Python 2.7.x example.
import ConfigParser
config = ConfigParser.ConfigParser()
dict1 = {'key1':'keyinfo', 'key2':'keyinfo2'}
dict2 = {'k1':'hot', 'k2':'cross', 'k3':'buns'}
dict3 = {'x':1, 'y':2, 'z':3}
# Make each dictionary a separate section in the configuration
config.add_section('dict1')
for key in dict1.keys():
config.set('dict1', key, dict1[key])
config.add_section('dict2')
for key in dict2.keys():
config.set('dict2', key, dict2[key])
config.add_section('dict3')
for key in dict3.keys():
config.set('dict3', key, dict3[key])
# Save the configuration to a file
f = open('config.ini', 'w')
config.write(f)
f.close()
# Read the configuration from a file
config2 = ConfigParser.ConfigParser()
config2.read('config.ini')
dictA = {}
for item in config2.items('dict1'):
dictA[item[0]] = item[1]
dictB = {}
for item in config2.items('dict2'):
dictB[item[0]] = item[1]
dictC = {}
for item in config2.items('dict3'):
dictC[item[0]] = item[1]
print(dictA)
print(dictB)
print(dictC)
Python 3.X example.
import configparser
config = configparser.ConfigParser()
dict1 = {'key1':'keyinfo', 'key2':'keyinfo2'}
dict2 = {'k1':'hot', 'k2':'cross', 'k3':'buns'}
dict3 = {'x':1, 'y':2, 'z':3}
# Make each dictionary a separate section in the configuration
config['dict1'] = dict1
config['dict2'] = dict2
config['dict3'] = dict3
# Save the configuration to a file
f = open('config.ini', 'w')
config.write(f)
f.close()
# Read the configuration from a file
config2 = configparser.ConfigParser()
config2.read('config.ini')
# ConfigParser objects are a lot like dictionaries, but if you really
# want a dictionary you can ask it to convert a section to a dictionary
dictA = dict(config2['dict1'] )
dictB = dict(config2['dict2'] )
dictC = dict(config2['dict3'])
print(dictA)
print(dictB)
print(dictC)
Console output
{'key2': 'keyinfo2', 'key1': 'keyinfo'}
{'k1': 'hot', 'k2': 'cross', 'k3': 'buns'}
{'z': '3', 'y': '2', 'x': '1'}
Contents of config.ini
[dict1]
key2 = keyinfo2
key1 = keyinfo
[dict2]
k1 = hot
k2 = cross
k3 = buns
[dict3]
z = 3
y = 2
x = 1
If save to a JSON file, the best and easiest way of doing this is:
import json
with open("file.json", "wb") as f:
f.write(json.dumps(dict).encode("utf-8"))
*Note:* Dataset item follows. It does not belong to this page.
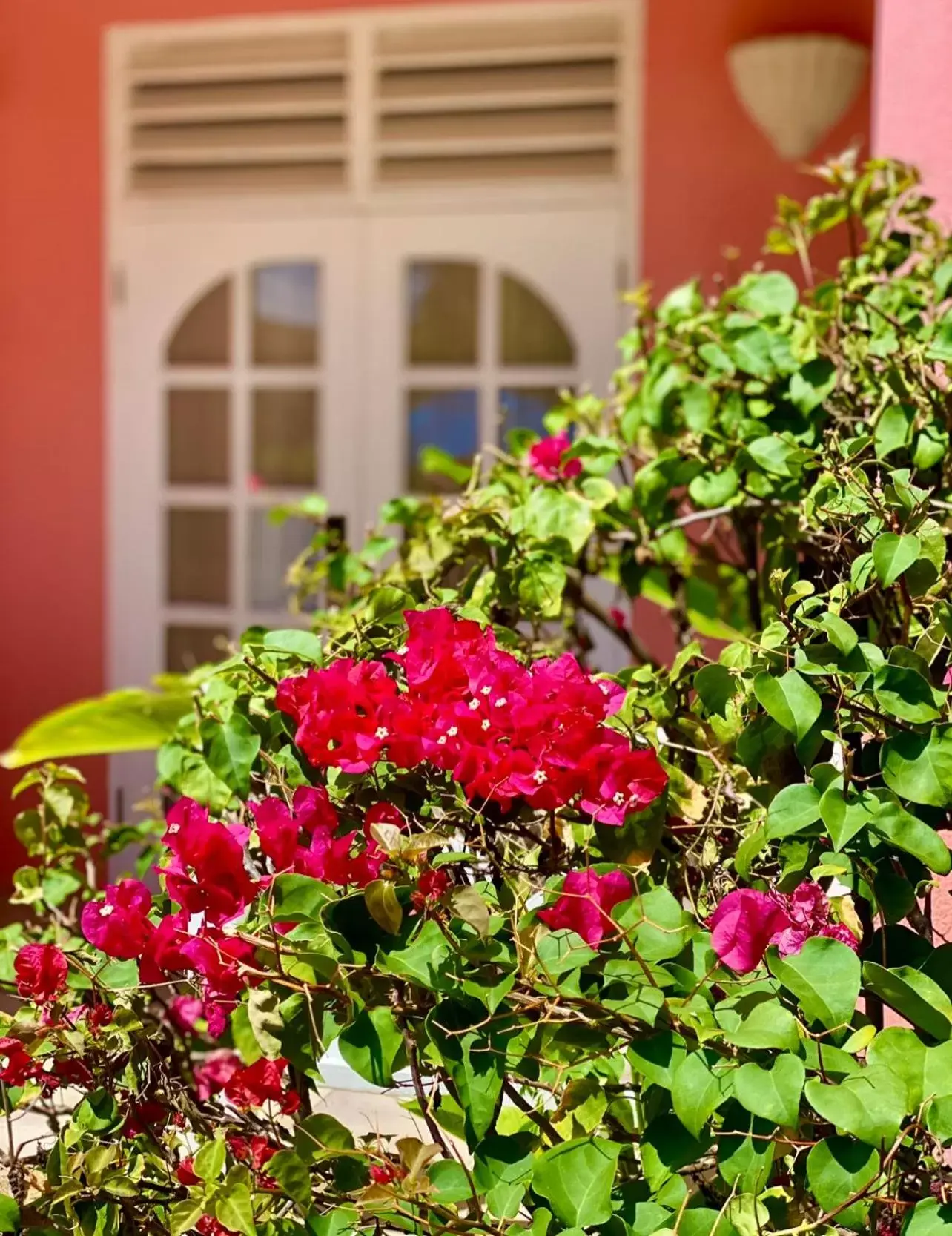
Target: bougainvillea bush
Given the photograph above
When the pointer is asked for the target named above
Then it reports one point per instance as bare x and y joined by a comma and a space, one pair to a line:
655, 951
My use case was to save multiple JSON objects to a file and marty's answer helped me somewhat. But to serve my use case, the answer was not complete as it would overwrite the old data every time a new entry was saved.
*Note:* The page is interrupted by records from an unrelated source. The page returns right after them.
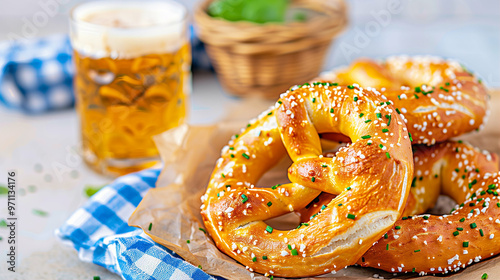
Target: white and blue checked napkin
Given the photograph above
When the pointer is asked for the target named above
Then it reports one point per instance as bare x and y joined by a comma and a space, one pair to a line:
101, 235
36, 75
To save multiple entries in a file, one must check for the old content (i.e., read before write). A typical file holding JSON data will either have a list or an object as root. So I considered that my JSON file always has a list of objects and every time I add data to it, I simply load the list first, append my new data in it, and dump it back to a writable-only instance of file (w):
def saveJson(url,sc): # This function writes the two values to the file
newdata = {'url':url,'sc':sc}
json_path = "db/file.json"
old_list= []
with open(json_path) as myfile: # Read the contents first
old_list = json.load(myfile)
old_list.append(newdata)
with open(json_path,"w") as myfile: # Overwrite the whole content
json.dump(old_list, myfile, sort_keys=True, indent=4)
return "success"
The new JSON file will look something like this:
[
{
"sc": "a11",
"url": "www.google.com"
},
{
"sc": "a12",
"url": "www.google.com"
},
{
"sc": "a13",
"url": "www.google.com"
}
]
NOTE: It is essential to have a file named file.json with [] as initial data for this approach to work
PS: not related to original question, but this approach could also be further improved by first checking if our entry already exists (based on one or multiple keys) and only then append and save the data.
Shorter code
Saving and loading all types of python variables (incl. dictionaries) with one line of code each.
data = {'key1': 'keyinfo', 'key2': 'keyinfo2'}
saving:
pickle.dump(data, open('path/to/file/data.pickle', 'wb'))
loading:
data_loaded = pickle.load(open('path/to/file/data.pickle', 'rb'))
Maybe it's obvious, but I used the two-row solution in the top answer quite a while before I tried to make it shorter.